CHAPTER II
LATIN AND BYZANTINE IVORIES
I. Latin, Latino-Byzantine and the
Early Byzantine Ivories
At the end of the last chapter it was shown how the Church had preserved a large number of consular diptychs, either unchanged or altered to suit Christian iconography. To that list must be added several ivory carvings with religious subjects, yet so closely connected with the class of Private Diptychs, that it is more than probable that they also have undergone transformation.
The most important among these are a fragmentary panel in the Museo Civico at Bologna and the celebrated Ivory Book of Rouen Cathedral.
On the Bologna fragment is the figure of a bearded man of heavy type, in a well designed but poorly executed robe; he clasps a roll in his left land and beneath his neatly sandalled feet is a stool, always a mark of honour, in the side of which is a deepened space with the name “Petrus” rudely inscribed. Above, in the broken pediment, is a niche with the bust of a bearded man, labelled “Marcus.” The whole is surrounded by a handsome ovolo moulding, as are also the panels of the Rouen Book Cover, which may be of a slightly later date, but they must both be placed early in the sixth century. The Rouen carvings represent St. Peter and St. Paul, without a doubt, for they are already of that iconographical type which had become fixed by the end of the preceding century, St. Paul with a bald head and long pointed beard, and St. Peter with thick hair and a round curling beard; but it is very likely that the figures on both the Bologna and Rouen tablets were originally intended for authors or poets as on the series of complimentary diptychs.

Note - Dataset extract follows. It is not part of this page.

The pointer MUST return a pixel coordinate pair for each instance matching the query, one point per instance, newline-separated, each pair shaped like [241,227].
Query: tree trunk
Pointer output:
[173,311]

The architecture lends credence to this theory, the cannelated columns and pediment flanked by so-called “doves,” being much the same as that on the various sixth century diptychs. The drapery too, has been copied from good models, that of St. Peter, with the right arm buried in the folds of his toga, is in imitation of the famous Lateran Sophocles. Another proof of alteration is the manner in which he holds a narrow key in a grasp wide enough to contain a roll as large as that in the Bologna fragment.
There is a diptych in Tongres Cathedral,[8] which has a history carrying it back to the ninth century. The names of the Bishops of Tongres from 855-959 being engraved on the back.
It evidently belongs to the large class of ivories of mixed Latino-Byzantine origin. The vine scroll border, the flat relief and rather grooved working of the draperies, also the peculiar stockings and oriental shoes are all features of this class. St. Paul raises his hand to bless in the Greek manner, with only two fingers extended. The interpretation of this gesture is variously given, many say it is symbolical of the dual nature of Our Lord and of the Trinity.
Byzantine, equally with Italian art, sprang from the last floraison of Roman Art, and grew up at Constantinople, the New Rome, but much modified by Greek and Syrian influences. At first the culture of the two Empires was so linked together, that it is the merest shade which distinguishes Roman Art in the East and West. The division widens, and the two branches stretch out, one, the purely Latin, soon to wither and almost perish, and the other to grow into that spreading tree of Byzantine Art, whose branches have scattered fruit in every part of Europe and the Levant.